/norec_fine

Fine-grained sentiment annotations of NoReC

Primary LanguagePython

NoReC_fine

This dataset is based largely on the original data described in the paper A Fine-Grained Sentiment Dataset for Norwegian by L. Øvrelid, P. Mæhlum, J. Barnes, and E. Velldal, accepted at LREC 2020, paper available. However, we have since added annotations for another 3476 sentences, increasing the overall size and scope of the dataset.

Overview

While the previously released dataset NoReC_eval labeled sentences as to whether they are evaluative or sentiment-bearing, NoReC_fine expands on these annotations by labeling polar expressions, opinion holders and opinion targets. This data comprises roughly 11,000 sentences across more than 400 reviews and 10 different thematic categories (literature, products, restaurants, etc.), taken from a subset of the Norwegian Review Corpus (NoReC; Velldal et al. 2018). The data comes with a predefined train/dev/test split (inherited from NoReC), and some key statistics are summarized in the table below, including frequency counts and average token lengths.

Type Train Dev Test Total
Sentences 8634 1531 1272 11437
--- subjective 4555 821 674 6050
--- multiple polarities 660 120 91 871
--- avg. len 16.7 16.9 17.2 16.8
Holders 898 120 110 1128
--- unique 585 88 73 746
--- avg. len 1.1 1.0 1.0 1.1
--- avg. per subj sent 0.1 0.1 0.1 0.1
Targets 6778 1152 993 8923
--- unique 5000 871 729 6699
--- avg. len 1.9 2.0 2.0 2.0
--- avg. per subj sent 1.1 1.1 1.1 1.1
--- discontinuous 39 5 6 50
--- Not On Topic 971 226 148 1345
Polar Expressions 8448 1432 1235 11115
--- unique 8071 1390 1190 10651
--- avg. len 4.9 5.1 4.9 4.9
--- avg. per subj sent 1.8 1.7 1.8 1.8
--- discontiuous 783 131 125 1039

Each opinion is annotated for polarity (positive, negative) and intensity (slight, standard, strong). The distribution is shown in the figure below:

Polarity Distribution

Annotation guidelines

The full annotation guidelines are distributed with this repo and can be found here. A summary can also be found in the paper.

Terms of use

NoReC_fine inherits the license of the underlying NoReC corpus, copied here for convenience:

The data is distributed under a Creative Commons Attribution-NonCommercial licence (CC BY-NC 4.0), access the full license text here: https://creativecommons.org/licenses/by-nc/4.0/

The licence is motivated by the need to block the possibility of third parties redistributing the orignal reviews for commercial purposes. Note that machine learned models, extracted lexicons, embeddings, and similar resources that are created on the basis of NoReC are not considered to contain the original data and so can be freely used also for commercial purposes despite the non-commercial condition.

JSON format

Each sentence has a dictionary with the following keys and values:

  • 'sent_id': unique NoReC identifier for document + paragraph + sentence which lines up with the identifiers from the document and sentence-level NoReC data

  • 'text': raw text

  • 'opinions': list of all opinions (dictionaries) in the sentence

Additionally, each opinion in a sentence is a dictionary with the following keys and values:

  • 'Source': a list of text and character offsets for the opinion holder

  • 'Target': a list of text and character offsets for the opinion target

  • 'Polar_expression': a list of text and character offsets for the opinion expression

  • 'Polarity': sentiment label ('Negative', 'Positive')

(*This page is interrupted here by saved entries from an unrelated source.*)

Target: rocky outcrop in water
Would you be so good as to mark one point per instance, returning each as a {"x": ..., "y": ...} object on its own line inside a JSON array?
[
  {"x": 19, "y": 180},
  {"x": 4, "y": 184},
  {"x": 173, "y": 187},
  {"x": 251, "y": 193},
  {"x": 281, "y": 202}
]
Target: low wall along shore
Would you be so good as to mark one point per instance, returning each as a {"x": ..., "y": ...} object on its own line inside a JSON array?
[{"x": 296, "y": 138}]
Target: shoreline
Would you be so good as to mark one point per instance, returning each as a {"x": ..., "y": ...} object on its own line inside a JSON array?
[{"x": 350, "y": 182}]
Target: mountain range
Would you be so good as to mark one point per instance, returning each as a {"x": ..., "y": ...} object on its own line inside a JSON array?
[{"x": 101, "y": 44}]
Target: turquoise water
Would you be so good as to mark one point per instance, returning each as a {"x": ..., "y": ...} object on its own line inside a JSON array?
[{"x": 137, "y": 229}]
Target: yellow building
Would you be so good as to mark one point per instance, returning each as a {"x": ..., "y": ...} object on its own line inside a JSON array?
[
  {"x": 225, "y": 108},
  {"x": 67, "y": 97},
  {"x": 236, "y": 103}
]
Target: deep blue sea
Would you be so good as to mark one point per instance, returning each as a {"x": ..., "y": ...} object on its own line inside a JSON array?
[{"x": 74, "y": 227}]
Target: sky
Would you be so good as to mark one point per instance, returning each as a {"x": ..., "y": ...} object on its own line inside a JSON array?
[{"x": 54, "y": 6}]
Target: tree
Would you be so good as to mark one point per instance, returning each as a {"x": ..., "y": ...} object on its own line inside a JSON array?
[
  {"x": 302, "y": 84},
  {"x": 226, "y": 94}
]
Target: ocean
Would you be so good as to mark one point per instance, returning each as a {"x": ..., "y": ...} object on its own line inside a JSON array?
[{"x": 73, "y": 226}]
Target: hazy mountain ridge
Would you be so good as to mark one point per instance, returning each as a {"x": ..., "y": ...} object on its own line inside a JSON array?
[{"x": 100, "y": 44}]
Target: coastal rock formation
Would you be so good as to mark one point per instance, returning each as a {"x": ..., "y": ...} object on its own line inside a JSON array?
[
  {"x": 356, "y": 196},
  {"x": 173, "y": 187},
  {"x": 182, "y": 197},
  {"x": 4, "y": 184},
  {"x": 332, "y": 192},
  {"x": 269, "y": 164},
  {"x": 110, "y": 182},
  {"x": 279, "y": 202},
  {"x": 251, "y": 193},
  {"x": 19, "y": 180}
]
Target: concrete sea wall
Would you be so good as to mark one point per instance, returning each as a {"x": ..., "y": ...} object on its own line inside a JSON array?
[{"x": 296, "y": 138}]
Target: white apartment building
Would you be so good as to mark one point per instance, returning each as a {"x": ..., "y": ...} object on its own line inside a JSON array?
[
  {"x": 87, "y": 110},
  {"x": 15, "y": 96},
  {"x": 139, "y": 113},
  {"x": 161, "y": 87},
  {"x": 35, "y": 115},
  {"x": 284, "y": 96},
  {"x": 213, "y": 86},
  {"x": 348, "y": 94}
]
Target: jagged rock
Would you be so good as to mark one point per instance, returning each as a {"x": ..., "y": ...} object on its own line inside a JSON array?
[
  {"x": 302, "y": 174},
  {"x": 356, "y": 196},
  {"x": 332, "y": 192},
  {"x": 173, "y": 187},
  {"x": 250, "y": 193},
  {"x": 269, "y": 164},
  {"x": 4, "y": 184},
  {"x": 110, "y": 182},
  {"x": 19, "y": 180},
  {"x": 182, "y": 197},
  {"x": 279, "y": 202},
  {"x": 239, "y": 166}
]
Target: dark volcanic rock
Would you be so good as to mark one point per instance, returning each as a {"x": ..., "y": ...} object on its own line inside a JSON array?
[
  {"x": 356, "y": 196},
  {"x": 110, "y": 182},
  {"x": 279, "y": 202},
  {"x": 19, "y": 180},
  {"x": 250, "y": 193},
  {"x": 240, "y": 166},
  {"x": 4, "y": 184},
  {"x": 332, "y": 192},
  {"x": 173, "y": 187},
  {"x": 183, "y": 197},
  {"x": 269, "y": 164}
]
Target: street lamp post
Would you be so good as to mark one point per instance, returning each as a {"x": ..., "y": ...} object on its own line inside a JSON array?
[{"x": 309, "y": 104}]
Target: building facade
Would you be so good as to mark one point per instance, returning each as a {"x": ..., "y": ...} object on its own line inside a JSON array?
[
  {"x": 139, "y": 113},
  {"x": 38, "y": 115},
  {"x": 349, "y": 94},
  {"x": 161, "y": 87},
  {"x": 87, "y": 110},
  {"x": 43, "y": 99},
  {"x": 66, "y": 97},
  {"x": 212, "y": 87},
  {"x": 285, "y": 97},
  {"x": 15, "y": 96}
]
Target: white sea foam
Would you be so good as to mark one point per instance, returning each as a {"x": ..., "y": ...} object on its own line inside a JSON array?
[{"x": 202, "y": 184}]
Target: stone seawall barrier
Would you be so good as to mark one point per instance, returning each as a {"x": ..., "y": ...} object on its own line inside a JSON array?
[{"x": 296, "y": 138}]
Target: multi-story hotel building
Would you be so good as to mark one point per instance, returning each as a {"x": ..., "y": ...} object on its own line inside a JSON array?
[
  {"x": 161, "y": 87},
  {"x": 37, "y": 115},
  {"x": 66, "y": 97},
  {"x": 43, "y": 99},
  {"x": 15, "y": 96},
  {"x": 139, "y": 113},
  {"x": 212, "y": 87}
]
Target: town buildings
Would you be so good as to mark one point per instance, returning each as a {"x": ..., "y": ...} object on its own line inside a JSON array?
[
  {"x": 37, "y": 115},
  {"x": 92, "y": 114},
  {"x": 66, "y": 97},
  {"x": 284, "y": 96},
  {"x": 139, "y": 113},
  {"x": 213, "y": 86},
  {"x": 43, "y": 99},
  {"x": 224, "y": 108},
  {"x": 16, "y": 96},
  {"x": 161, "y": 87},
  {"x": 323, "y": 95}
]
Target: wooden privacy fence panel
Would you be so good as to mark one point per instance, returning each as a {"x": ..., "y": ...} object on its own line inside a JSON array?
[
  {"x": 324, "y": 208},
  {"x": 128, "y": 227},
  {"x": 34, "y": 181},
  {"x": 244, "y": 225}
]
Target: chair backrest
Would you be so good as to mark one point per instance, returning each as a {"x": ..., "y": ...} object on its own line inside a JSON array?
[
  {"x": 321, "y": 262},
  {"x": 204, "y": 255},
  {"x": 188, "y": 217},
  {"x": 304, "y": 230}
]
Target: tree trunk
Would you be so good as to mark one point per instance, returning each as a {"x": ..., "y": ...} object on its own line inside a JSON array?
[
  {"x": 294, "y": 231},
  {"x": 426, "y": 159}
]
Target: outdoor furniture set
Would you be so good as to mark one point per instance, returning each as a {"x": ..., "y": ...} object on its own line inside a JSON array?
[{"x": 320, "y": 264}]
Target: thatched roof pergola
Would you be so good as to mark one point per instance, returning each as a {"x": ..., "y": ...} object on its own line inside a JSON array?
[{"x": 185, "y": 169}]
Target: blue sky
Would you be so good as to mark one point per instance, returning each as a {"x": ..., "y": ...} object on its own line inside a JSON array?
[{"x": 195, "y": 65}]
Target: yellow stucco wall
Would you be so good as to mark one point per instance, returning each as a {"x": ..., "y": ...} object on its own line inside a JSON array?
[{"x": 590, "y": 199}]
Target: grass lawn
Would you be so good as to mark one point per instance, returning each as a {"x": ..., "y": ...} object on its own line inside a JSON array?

  • 'Intensity': sentiment intensity ('Standard', 'Strong', 'Slight')

  • 'NOT': Whether the target is 'Not on Topic' (True, False)

  • 'Target_is_general': (True, False)

  • 'Type': Whether the polar expression is Evaluative (E) or Evaluative Fact Implied (EFINP)

{
    'sent_id': '202263-20-01',
    'text': 'Touchbetjeningen brukes også til å besvare innkomne mobilanrop , og Sennheiser skryter av å ha doble mikrofoner i øreklokkene for å kutte ned på støyen .',
    'opinions': [
                    {
                     'Source': [['Sennheiser'], ['68:78']],
                     'Target': [['øreklokkene'], ['114:125']],
                     'Polar_expression': [['skryter av å ha doble mikrofoner i øreklokkene for å kutte ned på støyen'], ['79:151']],
                     'Polarity': 'Positive',
                     'Intensity': 'Standard',
                     'NOT': False,
                     'Source_is_author': False,
                     'Target_is_general': True,
                     'Type': 'E'
                     }
                 ]
}

Note that a single sentence may contain several annotated opinions. At the same time, it is common for a given instance to lack one or more elements of an opinion, e.g. the holder (source). In this case, the value for that element is [[],[]].

Importing the data

We include train.json, dev.json, and test.json in this directory.

You can import them by using the json library in python:

>>> import json
>>> data = {}
>>> for name in ["train", "dev", "test"]:
        with open("{0}.json".format(name)) as infile:
            data[name] = json.load(infile)

Cite

If you use this dataset, please cite the following paper:

@InProceedings{OvrMaeBar20,
  author = {Lilja {\O}vrelid and Petter M{\ae}hlum and Jeremy Barnes and Erik Velldal},
  title = {A Fine-grained Sentiment Dataset for {N}orwegian},
  booktitle = {{Proceedings of the 12th Edition of the Language Resources and Evaluation Conference}},
  year = 2020,
  address = "Marseille, France, 2020"
}

URL: https://www.aclweb.org/anthology/2020.lrec-1.618/